Soul (2020): A review
It’s strange to associate death with childhood unless we are talking about the stranger world of cartoons. Ironic, right? Well, take any of your favourite cartoon characters and there would be a premature death written into their scripts very early on. Without bereavement, cartoon characters don’t hold water. Why? Because that’s the only way they can be real. Or to put it succinctly, that’s the only way they can be us. You and me, the abysmal vessels of loss and foreboding.
From Mowgli to Simba, from Snow White to Toy Story, from Bambi to Coco, all the main characters are conspicuously grieving. They’ve gone through a phase of separation already. To celebrate life, we’ll have to walk on the altar of death: that’s the ground rule whether you are born a human or not. And animation creators understood this facet well a century ago and they understand it well to this day. The fact that gifted people could think of a movie like Soul (2020) feels like a nod to our continuous fascination with the end.
Usually, a story dealing with the Big D casts a protagonist standing by as they lower the casket containing somebody else. Pixar upends this narrative by creating a yarn around a man who is attending his own demise. In its quest to dig deeper into the afterlife, Soul comes up with a wonderful setting of what could happen after a person perishes.
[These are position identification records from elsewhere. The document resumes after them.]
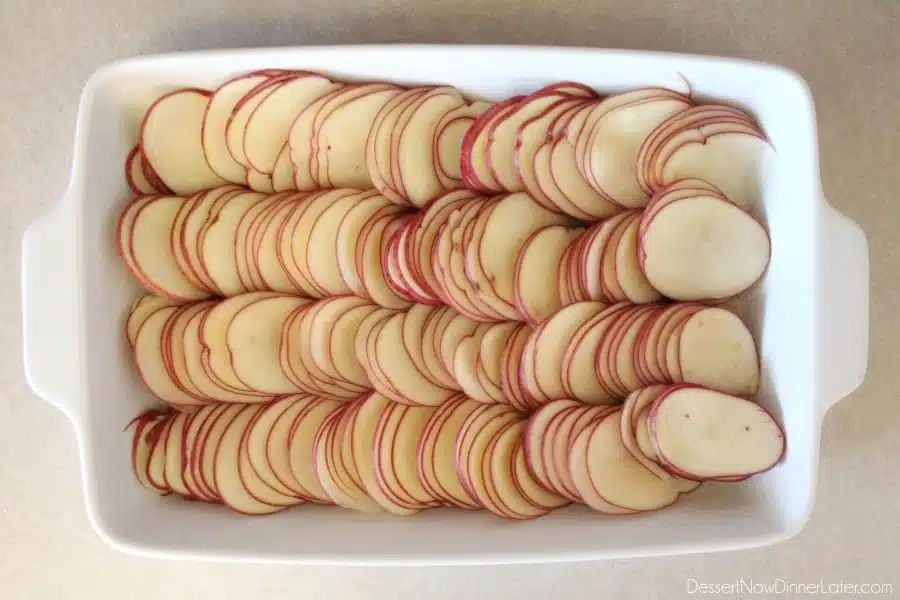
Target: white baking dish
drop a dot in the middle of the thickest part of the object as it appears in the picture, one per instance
(810, 318)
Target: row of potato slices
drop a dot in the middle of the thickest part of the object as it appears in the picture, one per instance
(590, 156)
(254, 347)
(373, 455)
(370, 455)
(489, 258)
(280, 130)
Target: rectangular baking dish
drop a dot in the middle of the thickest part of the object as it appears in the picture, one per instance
(810, 319)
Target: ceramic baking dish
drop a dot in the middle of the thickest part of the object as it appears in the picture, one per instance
(810, 318)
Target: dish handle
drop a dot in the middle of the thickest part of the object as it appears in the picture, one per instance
(843, 319)
(49, 292)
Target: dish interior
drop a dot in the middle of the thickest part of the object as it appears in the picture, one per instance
(780, 312)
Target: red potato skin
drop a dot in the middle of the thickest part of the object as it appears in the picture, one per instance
(469, 177)
(150, 172)
(634, 512)
(667, 465)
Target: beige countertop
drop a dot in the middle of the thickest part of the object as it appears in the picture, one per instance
(849, 52)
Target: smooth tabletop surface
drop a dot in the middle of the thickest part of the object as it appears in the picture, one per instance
(848, 51)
A lot of the resulting scenarios gnaw on the religious absurdities without stepping on anybody’s toe—which is a mark of genius in today’s polarized society—and we find ourselves rooting for our affable underdog to make it big.
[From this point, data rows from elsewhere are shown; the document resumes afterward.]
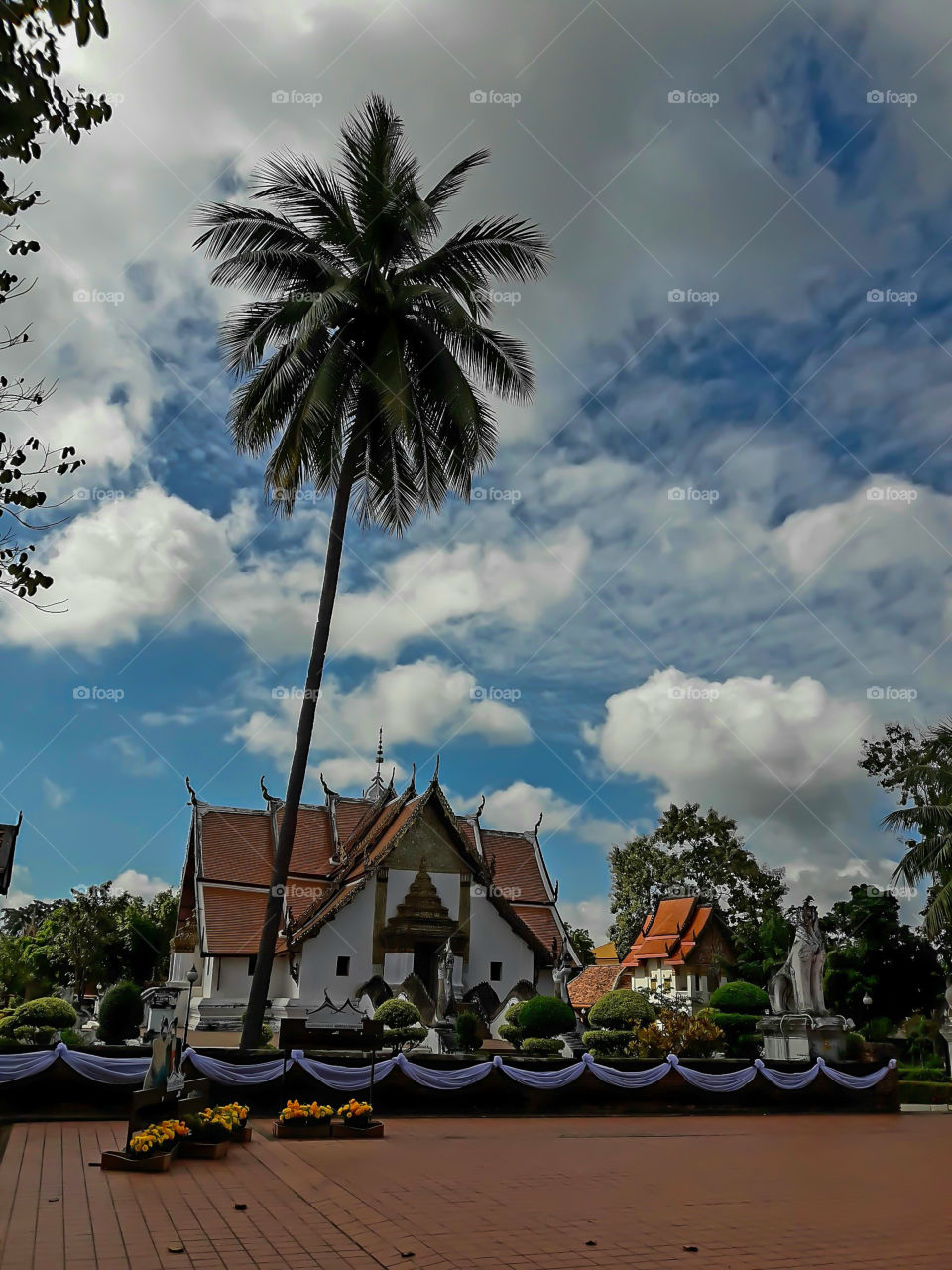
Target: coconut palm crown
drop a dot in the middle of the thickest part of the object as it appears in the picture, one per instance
(365, 359)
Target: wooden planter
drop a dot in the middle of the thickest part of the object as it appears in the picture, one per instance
(204, 1150)
(299, 1130)
(119, 1161)
(348, 1129)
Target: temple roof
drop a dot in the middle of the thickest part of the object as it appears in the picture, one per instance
(671, 931)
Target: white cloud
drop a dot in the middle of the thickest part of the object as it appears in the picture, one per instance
(780, 760)
(135, 883)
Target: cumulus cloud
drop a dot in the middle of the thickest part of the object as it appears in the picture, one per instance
(779, 758)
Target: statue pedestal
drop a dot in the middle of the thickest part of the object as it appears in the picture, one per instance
(805, 1037)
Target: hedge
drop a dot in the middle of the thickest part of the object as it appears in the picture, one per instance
(934, 1092)
(398, 1012)
(621, 1008)
(740, 998)
(544, 1047)
(544, 1016)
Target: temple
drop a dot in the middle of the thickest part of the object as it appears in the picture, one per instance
(377, 887)
(682, 951)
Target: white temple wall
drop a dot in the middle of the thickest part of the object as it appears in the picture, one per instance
(349, 935)
(492, 939)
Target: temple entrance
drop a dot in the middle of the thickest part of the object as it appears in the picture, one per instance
(426, 965)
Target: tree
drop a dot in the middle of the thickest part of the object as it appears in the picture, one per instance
(33, 105)
(380, 347)
(703, 855)
(916, 767)
(583, 944)
(871, 952)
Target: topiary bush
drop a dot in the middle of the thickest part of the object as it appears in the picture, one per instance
(542, 1047)
(608, 1042)
(544, 1016)
(467, 1033)
(398, 1012)
(119, 1014)
(621, 1008)
(740, 998)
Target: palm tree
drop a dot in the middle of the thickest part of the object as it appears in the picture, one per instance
(925, 784)
(365, 358)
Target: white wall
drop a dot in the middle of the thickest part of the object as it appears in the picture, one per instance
(350, 934)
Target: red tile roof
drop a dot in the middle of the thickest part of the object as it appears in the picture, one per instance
(593, 983)
(671, 933)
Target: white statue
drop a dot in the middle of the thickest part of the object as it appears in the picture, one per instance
(797, 987)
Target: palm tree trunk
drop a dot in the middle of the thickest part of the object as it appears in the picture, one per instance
(258, 997)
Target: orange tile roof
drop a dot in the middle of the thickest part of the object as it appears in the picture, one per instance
(517, 865)
(671, 933)
(232, 921)
(594, 982)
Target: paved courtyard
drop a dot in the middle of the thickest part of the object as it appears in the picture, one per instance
(746, 1192)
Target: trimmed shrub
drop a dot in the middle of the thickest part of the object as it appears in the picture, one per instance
(45, 1012)
(542, 1047)
(740, 998)
(398, 1012)
(467, 1033)
(621, 1008)
(608, 1042)
(933, 1092)
(546, 1016)
(119, 1014)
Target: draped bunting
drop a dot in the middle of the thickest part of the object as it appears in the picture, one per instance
(349, 1080)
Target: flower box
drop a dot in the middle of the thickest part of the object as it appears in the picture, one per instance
(289, 1129)
(348, 1129)
(118, 1161)
(193, 1150)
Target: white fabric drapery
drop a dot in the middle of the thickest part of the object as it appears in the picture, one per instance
(350, 1080)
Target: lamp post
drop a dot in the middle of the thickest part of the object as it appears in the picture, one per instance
(191, 980)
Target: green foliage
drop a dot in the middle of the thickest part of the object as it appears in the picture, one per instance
(542, 1047)
(621, 1008)
(694, 853)
(467, 1032)
(546, 1016)
(119, 1014)
(397, 1012)
(583, 944)
(930, 1092)
(873, 952)
(739, 997)
(608, 1042)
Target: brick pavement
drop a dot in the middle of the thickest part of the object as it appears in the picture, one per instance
(751, 1193)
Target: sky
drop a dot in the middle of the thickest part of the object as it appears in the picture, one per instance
(711, 557)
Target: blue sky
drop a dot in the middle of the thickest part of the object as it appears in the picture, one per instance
(579, 639)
Not just in life. But after, as well.
A beautifully crafted film, with soulful (no pun intended) jazz music to reckon with, we are straddling between two realities: one where our hero is about to die and the other where our hero is about to live again. It’s an amazing fix. Only an animation of the highest order could capture this dichotomy so sharply.
There are several moments of truth throughout the film—peppered by tender dialogues that make your ears stand up—and you realize that the story isn’t about a simple man who couldn’t succeed when he had breath in his lungs. It’s not even about death, for that matter. It’s about something much deeper: the purpose of life.
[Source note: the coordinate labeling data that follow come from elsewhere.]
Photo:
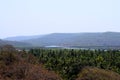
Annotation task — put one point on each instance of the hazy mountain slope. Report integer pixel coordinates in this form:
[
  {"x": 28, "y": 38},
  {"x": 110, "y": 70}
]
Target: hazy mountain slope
[
  {"x": 78, "y": 39},
  {"x": 14, "y": 43},
  {"x": 20, "y": 38}
]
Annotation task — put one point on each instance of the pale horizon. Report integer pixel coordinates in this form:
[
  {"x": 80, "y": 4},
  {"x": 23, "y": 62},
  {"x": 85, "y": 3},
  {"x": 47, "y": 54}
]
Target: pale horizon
[{"x": 37, "y": 17}]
We millennials love throwing words like passion and drive to make a point about meaningful living but Soul takes a detour and successfully makes a point about pointless existence.
All situations take place because they must take place. If they don’t take place now, they will take place in a different dimension with different characters. What has to happen must happen. Which means, if a person is supposed to drop dead at a particular point of time, he must drop dead. As poignant and defeatist as that may sound, human control is ridiculously limited. We may build wind turbines with each blade measuring over 100 meters but when the moment has to arrive, it will. The greater question being, how do we go about it?
As Buddha once suggested, the only way to deal with a situation is to accept it first. To the credit of the makers of this marvelous movie, they remind us how to go about the acceptance part. Small mercies there wasn’t anything cartoonish about it!